Le Reuters Institute a répété le sondage dans six pays (Royaume-Uni, États-Unis, Espagne, Allemagne, Corée du Sud, Argentine) en avril afin de mesurer l’impact de la pandémie. Sans surprise, on a noté une croissance substantielle de la consommation de nouvelles. Les nouvelles à la télévision comme source principale d’information identifiée par les répondants ont ainsi fait une remontée de deux points de pourcentage. À l’opposé, la consommation de journaux papier a connu une baisse particulièrement en raison des difficultés de distribution. Les médias en ligne et les médias sociaux ont également connu une poussée à la hausse. Par exemple, le DNR fait état d’une fréquentation du site de BBC News qui a doublé entre janvier — moment du sondage initial — et avril. On y note par ailleurs que les marques les plus respectées, telle la BBC au Royaume-Uni, ont bénéficié de manière disproportionnée de cette augmentation de la fréquentation.

Généralement, la confiance dans l’information sur la pandémie dans les médias d’information s’est avérée assez robuste dans les six pays sondés. On note par exemple que 60 % des répondants estiment que ceux-ci ont fait un bon travail pour informer les gens ordinaires de l’étendue de la crise sanitaire et 65 % croient qu’ils ont clairement expliqué ce que les gens pouvaient faire personnellement pour tenter d’en minimiser l’impact.

La cote de confiance envers les médias d’information a d’ailleurs fait un bond remarquable, atteignant 59 % en moyenne dans les six pays sondés, soit plus du double de la confiance obtenue durant cette période par les sites vidéo (28 % — YouTube, Vimeo), les médias sociaux (26 % — Facebook et Twitter) et les messageries de réseaux (24 % — Messenger et WhatsApp).

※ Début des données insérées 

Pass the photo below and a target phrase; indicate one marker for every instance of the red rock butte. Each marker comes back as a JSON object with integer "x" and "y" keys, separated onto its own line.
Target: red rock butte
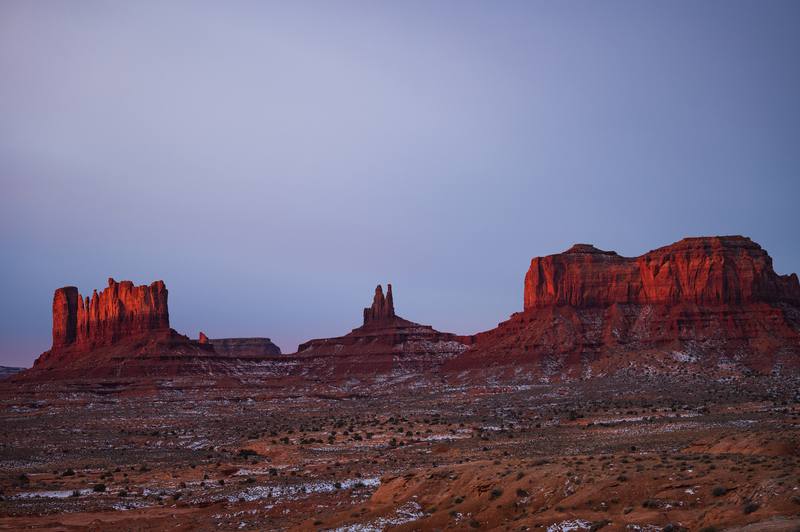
{"x": 726, "y": 270}
{"x": 119, "y": 311}
{"x": 124, "y": 331}
{"x": 384, "y": 342}
{"x": 588, "y": 311}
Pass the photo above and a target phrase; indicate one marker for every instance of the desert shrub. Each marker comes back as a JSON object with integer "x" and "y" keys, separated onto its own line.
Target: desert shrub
{"x": 246, "y": 453}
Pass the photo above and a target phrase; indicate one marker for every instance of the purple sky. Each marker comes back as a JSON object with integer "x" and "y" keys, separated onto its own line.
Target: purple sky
{"x": 274, "y": 162}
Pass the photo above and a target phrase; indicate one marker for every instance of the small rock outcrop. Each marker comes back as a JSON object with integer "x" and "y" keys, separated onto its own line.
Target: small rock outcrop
{"x": 244, "y": 347}
{"x": 383, "y": 343}
{"x": 382, "y": 309}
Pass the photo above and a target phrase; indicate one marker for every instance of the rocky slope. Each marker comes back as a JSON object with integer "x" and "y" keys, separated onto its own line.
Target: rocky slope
{"x": 385, "y": 343}
{"x": 711, "y": 304}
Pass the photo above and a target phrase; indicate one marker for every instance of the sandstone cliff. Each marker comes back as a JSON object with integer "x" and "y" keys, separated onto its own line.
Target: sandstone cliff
{"x": 714, "y": 303}
{"x": 708, "y": 271}
{"x": 119, "y": 311}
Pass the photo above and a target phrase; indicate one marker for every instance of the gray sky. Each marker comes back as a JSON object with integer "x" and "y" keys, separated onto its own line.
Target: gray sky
{"x": 273, "y": 162}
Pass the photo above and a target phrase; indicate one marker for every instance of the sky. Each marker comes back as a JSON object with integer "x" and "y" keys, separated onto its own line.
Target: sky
{"x": 273, "y": 162}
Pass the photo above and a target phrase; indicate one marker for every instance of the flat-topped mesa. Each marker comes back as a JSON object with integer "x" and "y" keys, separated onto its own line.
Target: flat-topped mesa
{"x": 708, "y": 271}
{"x": 119, "y": 311}
{"x": 382, "y": 309}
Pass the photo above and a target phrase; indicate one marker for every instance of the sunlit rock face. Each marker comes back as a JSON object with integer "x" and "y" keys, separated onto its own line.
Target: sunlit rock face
{"x": 726, "y": 270}
{"x": 714, "y": 301}
{"x": 121, "y": 310}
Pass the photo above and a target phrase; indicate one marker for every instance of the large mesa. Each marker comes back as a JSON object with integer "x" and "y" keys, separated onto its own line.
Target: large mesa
{"x": 715, "y": 302}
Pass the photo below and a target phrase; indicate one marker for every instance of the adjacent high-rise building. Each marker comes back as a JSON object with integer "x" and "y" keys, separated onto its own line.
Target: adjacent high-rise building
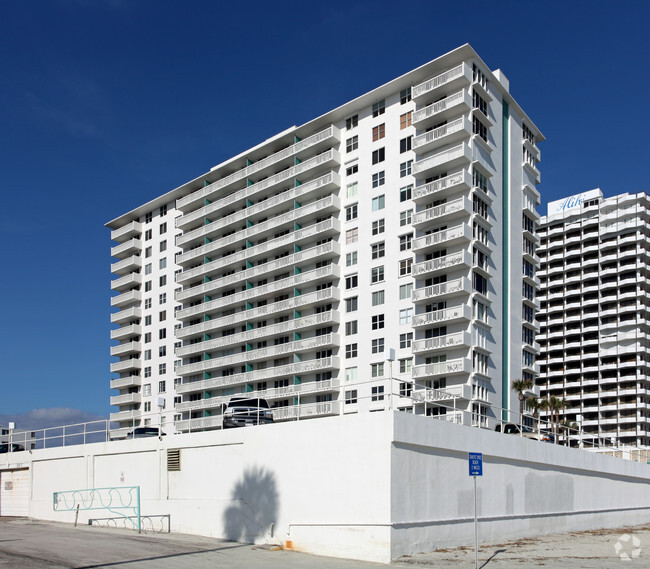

Les données canadiennes proviennent d’un échantillon de 2002 participants, dont 418 francophones. Un échantillon francophone autonome a par la suite été complété de façon à y obtenir 1039 participants. Elles ont été récoltées du 16 janvier au 25 février 2020. Les données mondiales ont été récoltées auprès de 80 155 adultes de 40 pays, soit environ 2000 par pays, en janvier et février.